Bamboo fibers owe their hardness to the presence of cobble like polygonal cellulose nano grains with a diameter of 21-198 nm in their cell walls. These nano grains are basic building blocks of bamboo fibers. It is observed that nano grain structured fibers are not brittle (Zou et al. 2009). A continuous increase in hardness from center to outer surface is observed (Chand et al. 2006). Hardness of bamboo fibers is same in longitudinal as well as transverse directions. Measured hardness for parenchyma cell wall is 0.23 GPa. Hardness shows a decrease when moving from outer layer to inner layer (Yu et al. 2007). Research has also exposed that young bamboo culms are harder as compared to old culms and have high fracture toughness.
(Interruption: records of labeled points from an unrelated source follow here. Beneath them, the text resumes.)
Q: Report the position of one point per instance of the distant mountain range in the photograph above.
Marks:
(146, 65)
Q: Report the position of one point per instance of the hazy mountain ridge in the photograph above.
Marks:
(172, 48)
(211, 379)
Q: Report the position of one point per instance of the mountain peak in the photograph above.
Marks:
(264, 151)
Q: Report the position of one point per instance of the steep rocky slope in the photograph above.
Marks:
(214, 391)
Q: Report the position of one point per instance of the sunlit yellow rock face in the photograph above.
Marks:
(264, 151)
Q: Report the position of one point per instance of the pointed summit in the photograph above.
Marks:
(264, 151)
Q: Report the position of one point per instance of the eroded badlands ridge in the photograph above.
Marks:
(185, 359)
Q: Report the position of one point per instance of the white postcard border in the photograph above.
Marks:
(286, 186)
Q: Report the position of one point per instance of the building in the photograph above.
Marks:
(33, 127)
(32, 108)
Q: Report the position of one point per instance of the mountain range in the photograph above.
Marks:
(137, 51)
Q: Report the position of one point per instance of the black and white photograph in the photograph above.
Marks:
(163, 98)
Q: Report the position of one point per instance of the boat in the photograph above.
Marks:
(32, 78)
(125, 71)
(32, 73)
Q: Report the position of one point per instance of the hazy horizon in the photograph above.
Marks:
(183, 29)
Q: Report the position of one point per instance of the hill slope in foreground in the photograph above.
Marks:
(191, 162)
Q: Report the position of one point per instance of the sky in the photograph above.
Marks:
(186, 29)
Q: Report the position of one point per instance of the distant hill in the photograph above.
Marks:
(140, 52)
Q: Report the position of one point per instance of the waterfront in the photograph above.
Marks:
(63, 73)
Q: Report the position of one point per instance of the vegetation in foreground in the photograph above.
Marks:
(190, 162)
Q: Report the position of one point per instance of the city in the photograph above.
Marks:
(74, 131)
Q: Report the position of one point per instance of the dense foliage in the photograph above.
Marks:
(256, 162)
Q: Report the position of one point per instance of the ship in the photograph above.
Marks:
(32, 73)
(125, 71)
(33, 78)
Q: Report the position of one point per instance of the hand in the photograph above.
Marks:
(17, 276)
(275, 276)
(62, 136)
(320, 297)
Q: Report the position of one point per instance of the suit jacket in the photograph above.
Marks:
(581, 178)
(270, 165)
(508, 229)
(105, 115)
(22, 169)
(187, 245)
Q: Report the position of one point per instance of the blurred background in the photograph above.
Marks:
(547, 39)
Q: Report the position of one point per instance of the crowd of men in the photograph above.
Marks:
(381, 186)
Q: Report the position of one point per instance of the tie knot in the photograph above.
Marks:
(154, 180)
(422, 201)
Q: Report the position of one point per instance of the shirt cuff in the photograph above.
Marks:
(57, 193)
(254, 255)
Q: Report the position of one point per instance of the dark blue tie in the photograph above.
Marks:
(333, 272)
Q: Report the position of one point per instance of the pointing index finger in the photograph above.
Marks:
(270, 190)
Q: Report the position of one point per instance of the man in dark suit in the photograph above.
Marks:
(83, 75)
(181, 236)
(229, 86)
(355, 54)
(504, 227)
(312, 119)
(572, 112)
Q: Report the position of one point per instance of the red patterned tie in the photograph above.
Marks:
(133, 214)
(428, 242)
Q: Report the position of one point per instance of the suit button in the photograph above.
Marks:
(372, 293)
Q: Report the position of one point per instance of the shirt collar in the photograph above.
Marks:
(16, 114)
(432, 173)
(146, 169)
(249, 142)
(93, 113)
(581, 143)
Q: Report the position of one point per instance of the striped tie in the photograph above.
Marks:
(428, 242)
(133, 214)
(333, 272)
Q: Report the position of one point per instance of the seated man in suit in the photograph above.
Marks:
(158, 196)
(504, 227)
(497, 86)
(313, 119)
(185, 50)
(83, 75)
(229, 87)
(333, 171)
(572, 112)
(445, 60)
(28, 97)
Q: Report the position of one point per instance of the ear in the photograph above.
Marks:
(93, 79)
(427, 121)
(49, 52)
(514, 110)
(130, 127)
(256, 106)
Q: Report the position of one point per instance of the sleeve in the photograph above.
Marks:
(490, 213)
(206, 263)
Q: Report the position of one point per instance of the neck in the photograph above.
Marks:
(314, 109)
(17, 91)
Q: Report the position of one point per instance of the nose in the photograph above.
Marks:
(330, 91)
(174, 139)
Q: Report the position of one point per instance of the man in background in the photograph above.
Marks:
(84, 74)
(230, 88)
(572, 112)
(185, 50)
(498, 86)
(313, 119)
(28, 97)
The hardness of bamboo culms can be judged by crack deflection and crack bridging (Low et al.

2006) . The hardness of bamboo reduces due to steaming treatment (Lin et al. 2006). Tangled micro-fibrillated cellulose fibers when added to poly lactic acid/bamboo fiber composites, increase the hardness and prevent crack development (Naoya et al. 2004). Bamboo is 23 % harder than oak and 13 % harder than rock maple. Fracture toughness of bamboo is measured to be 56.8 MPa m1/2 (Amada and Untao 2001).

2.4.3 Impact Strength

Impact strength of bamboo fiber concretes is distinctly higher (Ramaswamy et al. 1983). The impact strength of steam exploded bamboo fiber filaments is very high (Tokoro et al. 2008). Bamboo fiber reinforced epoxy resins have impact strength of 63.54 KJ m-2 (Jain et al. 1992). The impact strength of poly lactic acid/bamboo fiber composites increases after addition of micro-fibrillated cellulose (MFC) (Naoya et al. 2004). The high percentage of alkali content in bamboo fibers reduces their impact strength (Kushwaha and Kumar 2009).